How To Season Your Cast Iron Skillet – Step By Step
While there are different methods you can use to season your cast-iron pan, I have found this simple method to be the best way to achieve a layer of seasoning that will protect your pan!
- Wash the entire pan by hand using a small amount of dish soap and hot water.
- Quickly dry with a lint-free cloth.
- Add a thin layer of oil to the inside of the clean pan. Rub it all over so that it doesn’t look greasy.
- Place aluminum foil on the bottom of your oven to catch any drips of oil.
- Preheat your oven to 375 degrees Fahrenheit.
- Place the pan upside down in the oven in the center rack.
- Bake for one hour.
- Allow to cool in the oven to room temperature before removing.
- Wipe off any excess oil with a lint free rag.
How Often To Season A New Pan?
For best results, experts recommend doing the initial seasoning of a new pan 3-4 times. So essentially you’ll repeat the 9 steps above 3-4 times until you have achieved a nice hard layer of seasoning and a natural non stick surface. But if you don’t have time to do that, seasoning it once will still work, as it will get “re-seasoned” with regular use! Note: if you don’t like the way your food tastes after cooking with your cast iron, it may be a good idea to re-season or switch oils used for seasoning.
Do I Need To Re-Season My Cast Iron?
No, not for a while! Once you have completed the initial seasoning process, you actually don’t need to do anything else! If you cook fattier foods in your skillet, and you don’t use soap when cleaning, the seasoning could last for a year or more. Otherwise, you might want to reseason every 6 months.
How To Clean Cast Iron?
It’s important that you wash your pans with hot soapy water or warm water only, and rinse well to remove all residue. Don’t soak them ever, and even when you’re using soap – use it only when it’s absolutely necessary (e.g. you’ve cooked meat or dairy in the pan, the dish was particularly aromatic or delicate, etc). Never clean your cast iron cookware with steel wool!

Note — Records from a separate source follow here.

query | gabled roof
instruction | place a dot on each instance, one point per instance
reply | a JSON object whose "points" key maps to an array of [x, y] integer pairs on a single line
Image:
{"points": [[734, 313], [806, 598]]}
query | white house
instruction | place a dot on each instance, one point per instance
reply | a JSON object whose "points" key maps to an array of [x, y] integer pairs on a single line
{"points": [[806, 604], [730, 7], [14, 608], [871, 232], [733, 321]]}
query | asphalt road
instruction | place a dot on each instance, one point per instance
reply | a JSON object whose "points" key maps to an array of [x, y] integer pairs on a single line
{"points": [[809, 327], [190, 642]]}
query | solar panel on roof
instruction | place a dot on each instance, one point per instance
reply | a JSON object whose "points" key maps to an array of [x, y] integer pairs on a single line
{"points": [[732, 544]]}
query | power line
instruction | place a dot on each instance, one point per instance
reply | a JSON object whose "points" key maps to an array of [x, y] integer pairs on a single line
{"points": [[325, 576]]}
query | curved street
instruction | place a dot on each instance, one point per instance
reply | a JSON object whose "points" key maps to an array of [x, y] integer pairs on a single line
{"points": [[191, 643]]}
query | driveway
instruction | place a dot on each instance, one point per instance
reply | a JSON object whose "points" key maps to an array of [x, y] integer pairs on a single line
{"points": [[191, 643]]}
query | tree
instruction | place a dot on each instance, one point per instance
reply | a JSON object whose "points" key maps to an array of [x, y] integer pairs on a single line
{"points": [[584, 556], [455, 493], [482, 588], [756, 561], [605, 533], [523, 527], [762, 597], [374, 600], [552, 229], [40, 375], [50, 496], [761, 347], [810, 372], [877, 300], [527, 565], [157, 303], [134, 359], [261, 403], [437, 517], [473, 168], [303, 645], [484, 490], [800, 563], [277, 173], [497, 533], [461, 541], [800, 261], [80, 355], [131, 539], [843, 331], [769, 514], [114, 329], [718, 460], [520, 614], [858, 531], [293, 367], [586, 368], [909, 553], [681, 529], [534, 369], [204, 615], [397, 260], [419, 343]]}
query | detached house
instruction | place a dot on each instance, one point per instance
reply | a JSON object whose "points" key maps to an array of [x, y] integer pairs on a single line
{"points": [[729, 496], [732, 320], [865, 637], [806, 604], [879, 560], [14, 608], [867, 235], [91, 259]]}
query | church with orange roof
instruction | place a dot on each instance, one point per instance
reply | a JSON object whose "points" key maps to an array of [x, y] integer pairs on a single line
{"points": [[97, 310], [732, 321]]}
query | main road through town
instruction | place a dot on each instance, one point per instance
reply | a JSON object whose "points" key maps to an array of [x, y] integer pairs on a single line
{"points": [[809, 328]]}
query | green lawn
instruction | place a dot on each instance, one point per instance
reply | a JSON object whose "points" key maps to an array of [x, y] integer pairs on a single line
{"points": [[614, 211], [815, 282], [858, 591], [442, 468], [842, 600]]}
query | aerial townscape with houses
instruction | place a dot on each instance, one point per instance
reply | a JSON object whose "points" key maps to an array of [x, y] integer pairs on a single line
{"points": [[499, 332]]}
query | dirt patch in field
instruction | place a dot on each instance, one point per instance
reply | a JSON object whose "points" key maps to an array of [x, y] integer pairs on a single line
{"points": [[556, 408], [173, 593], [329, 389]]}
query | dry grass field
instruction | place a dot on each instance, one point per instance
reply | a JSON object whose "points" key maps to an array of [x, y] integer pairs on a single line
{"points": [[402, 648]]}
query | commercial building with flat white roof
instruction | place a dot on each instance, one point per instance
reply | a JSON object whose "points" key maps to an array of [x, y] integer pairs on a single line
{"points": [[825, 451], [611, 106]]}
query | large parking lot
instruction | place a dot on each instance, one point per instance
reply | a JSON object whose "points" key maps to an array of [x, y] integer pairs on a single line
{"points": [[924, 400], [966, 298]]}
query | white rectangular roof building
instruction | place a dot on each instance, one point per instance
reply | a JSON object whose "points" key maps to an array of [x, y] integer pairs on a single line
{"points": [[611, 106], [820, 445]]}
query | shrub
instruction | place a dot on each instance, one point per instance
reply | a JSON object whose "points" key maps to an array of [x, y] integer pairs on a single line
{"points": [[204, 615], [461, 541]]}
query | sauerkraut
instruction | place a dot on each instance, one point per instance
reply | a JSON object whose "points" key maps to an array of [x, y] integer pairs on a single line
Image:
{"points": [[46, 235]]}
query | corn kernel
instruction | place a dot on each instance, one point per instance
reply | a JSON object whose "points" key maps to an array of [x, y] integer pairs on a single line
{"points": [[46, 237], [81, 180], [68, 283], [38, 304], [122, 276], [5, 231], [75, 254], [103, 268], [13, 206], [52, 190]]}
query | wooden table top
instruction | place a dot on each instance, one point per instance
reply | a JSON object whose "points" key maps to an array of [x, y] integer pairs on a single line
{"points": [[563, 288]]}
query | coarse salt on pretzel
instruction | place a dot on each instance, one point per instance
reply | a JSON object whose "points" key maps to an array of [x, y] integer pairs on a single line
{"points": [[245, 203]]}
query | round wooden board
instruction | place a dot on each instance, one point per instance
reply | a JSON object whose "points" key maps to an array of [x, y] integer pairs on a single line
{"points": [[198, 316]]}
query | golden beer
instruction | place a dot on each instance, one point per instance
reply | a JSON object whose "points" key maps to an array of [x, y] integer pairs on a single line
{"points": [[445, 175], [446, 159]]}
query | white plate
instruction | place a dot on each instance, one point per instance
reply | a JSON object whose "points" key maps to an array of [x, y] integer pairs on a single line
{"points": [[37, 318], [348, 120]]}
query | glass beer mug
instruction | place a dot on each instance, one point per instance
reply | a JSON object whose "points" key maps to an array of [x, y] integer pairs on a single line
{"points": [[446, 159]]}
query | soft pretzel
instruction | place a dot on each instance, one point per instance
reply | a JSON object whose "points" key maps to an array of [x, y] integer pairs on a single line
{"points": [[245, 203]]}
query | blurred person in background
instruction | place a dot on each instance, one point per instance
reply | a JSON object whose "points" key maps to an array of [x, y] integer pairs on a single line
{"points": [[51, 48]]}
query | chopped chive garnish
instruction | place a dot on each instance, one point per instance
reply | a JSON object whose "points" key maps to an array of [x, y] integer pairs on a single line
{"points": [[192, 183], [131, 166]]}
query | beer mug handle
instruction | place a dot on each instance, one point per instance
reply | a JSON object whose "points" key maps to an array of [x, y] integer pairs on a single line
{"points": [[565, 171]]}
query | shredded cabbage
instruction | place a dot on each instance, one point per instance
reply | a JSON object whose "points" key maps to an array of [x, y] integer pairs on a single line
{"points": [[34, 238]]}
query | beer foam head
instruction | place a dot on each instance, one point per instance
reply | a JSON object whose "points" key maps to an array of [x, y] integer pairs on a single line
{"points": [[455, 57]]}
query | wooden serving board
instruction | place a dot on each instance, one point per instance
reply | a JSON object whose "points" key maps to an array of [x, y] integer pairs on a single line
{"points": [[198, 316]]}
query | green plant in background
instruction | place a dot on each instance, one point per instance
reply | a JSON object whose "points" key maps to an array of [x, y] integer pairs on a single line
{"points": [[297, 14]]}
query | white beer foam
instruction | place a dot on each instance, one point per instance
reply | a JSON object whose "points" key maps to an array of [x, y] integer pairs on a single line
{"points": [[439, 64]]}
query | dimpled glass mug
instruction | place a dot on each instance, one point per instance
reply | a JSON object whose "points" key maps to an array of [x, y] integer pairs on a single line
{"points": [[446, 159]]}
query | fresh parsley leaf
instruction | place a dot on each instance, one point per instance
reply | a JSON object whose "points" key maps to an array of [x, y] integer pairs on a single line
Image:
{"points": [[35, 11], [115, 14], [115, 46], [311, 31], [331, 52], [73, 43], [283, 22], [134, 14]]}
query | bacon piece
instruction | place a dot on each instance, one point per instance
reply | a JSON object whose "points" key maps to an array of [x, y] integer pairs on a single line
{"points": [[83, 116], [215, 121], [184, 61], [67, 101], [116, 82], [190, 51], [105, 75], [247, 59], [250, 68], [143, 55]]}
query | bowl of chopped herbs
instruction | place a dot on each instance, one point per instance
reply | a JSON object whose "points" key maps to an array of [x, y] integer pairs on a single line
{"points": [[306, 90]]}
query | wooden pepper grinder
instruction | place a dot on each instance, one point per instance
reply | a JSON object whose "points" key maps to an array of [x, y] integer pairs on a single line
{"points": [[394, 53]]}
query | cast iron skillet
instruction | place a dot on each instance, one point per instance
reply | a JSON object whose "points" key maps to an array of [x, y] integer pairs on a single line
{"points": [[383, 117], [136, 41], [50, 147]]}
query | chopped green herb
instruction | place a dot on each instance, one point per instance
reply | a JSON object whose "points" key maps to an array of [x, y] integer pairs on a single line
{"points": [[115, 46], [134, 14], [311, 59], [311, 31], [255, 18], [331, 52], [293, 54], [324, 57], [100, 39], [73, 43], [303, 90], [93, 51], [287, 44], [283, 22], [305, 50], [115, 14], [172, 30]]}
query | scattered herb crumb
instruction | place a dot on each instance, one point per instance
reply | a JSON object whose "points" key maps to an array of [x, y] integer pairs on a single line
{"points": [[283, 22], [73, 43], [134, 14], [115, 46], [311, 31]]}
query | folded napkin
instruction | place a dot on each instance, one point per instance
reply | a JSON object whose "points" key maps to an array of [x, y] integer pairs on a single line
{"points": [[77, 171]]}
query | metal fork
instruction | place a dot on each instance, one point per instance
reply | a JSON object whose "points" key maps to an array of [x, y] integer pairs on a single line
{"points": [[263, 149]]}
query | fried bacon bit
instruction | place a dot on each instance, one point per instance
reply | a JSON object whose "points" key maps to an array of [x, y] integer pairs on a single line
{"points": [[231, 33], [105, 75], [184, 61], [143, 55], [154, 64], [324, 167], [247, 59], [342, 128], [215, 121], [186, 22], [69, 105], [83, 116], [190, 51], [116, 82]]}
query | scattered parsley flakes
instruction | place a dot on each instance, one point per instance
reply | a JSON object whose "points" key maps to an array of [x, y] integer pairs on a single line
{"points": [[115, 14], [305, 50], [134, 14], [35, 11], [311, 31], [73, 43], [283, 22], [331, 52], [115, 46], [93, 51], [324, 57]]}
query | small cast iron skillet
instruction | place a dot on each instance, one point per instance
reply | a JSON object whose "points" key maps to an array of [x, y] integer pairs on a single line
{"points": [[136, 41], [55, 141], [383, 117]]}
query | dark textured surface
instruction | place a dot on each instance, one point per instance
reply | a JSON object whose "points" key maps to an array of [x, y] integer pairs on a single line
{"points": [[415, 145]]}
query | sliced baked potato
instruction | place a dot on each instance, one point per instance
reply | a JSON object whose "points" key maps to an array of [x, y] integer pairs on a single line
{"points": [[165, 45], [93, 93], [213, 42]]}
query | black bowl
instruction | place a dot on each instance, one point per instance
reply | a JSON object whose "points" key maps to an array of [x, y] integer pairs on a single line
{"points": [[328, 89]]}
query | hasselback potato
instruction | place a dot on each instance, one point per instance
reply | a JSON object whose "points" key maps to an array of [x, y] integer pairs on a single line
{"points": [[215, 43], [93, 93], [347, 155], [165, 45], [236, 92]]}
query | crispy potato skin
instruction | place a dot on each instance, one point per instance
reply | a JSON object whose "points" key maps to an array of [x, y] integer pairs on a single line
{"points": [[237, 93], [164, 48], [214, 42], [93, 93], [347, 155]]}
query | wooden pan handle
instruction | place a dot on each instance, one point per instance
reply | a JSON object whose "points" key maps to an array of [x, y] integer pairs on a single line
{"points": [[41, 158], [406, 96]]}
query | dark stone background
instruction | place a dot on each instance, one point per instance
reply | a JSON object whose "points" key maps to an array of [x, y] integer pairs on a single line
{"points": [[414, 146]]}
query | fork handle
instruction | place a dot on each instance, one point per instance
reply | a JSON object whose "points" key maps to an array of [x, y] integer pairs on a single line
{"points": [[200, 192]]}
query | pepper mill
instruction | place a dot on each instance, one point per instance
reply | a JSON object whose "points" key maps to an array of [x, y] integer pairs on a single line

How Do I Clean Rust Off My Cast Iron?
If you have a cast iron skillet, pan or dutch oven, and moisture ends up accumulating in your cookware, it will rust. To get rid of rust, scrub your cast iron with steel wool until all the rust and prior seasoning has come off. Wash the pan with warm soapy water, then dry it completely. Then follow the steps for seasoning above (choose an oil with a high smoke point!)
Top Tips For Using Your Cast Iron Cookware
- Never use paper towel to wipe your cast iron cookware clean. It will leave little pieces of unwanted lint that will stick to the surface. As time goes by this can cause a problem when cooking. Instead, use a lint free old rag to wipe your cast iron clean. Make sure to always dry your cast iron completely.
- To get your cast iron truly dry after use, feel free to heat your clean pan on the stove until all of the extra water has evaporated.
- For the first few uses, I recommend cooking fattier foods – this will help to reseason your pan while you’re cooking with it.
- When it comes to acidic foods such as tomatoes and lemons, wait until you have used your pan at least 10 times before cooking them. Also, cook acidic foods for only a short time. Your cast-iron skillet is great to sauté tomatoes, but you don’t want to cook acidic sauces like tomato sauce that take a long period of time to simmer.
- Store your pan in a cool dry place with the lids off to avoid moisture collecting and rust build up.
Overall, you may not need the most expensive oils, or the best oils. But it’s important to find the most suitable oil for your specific needs. With a lot of research and a little patience, you’ll soon discover the perfect oil to season your cast iron pan.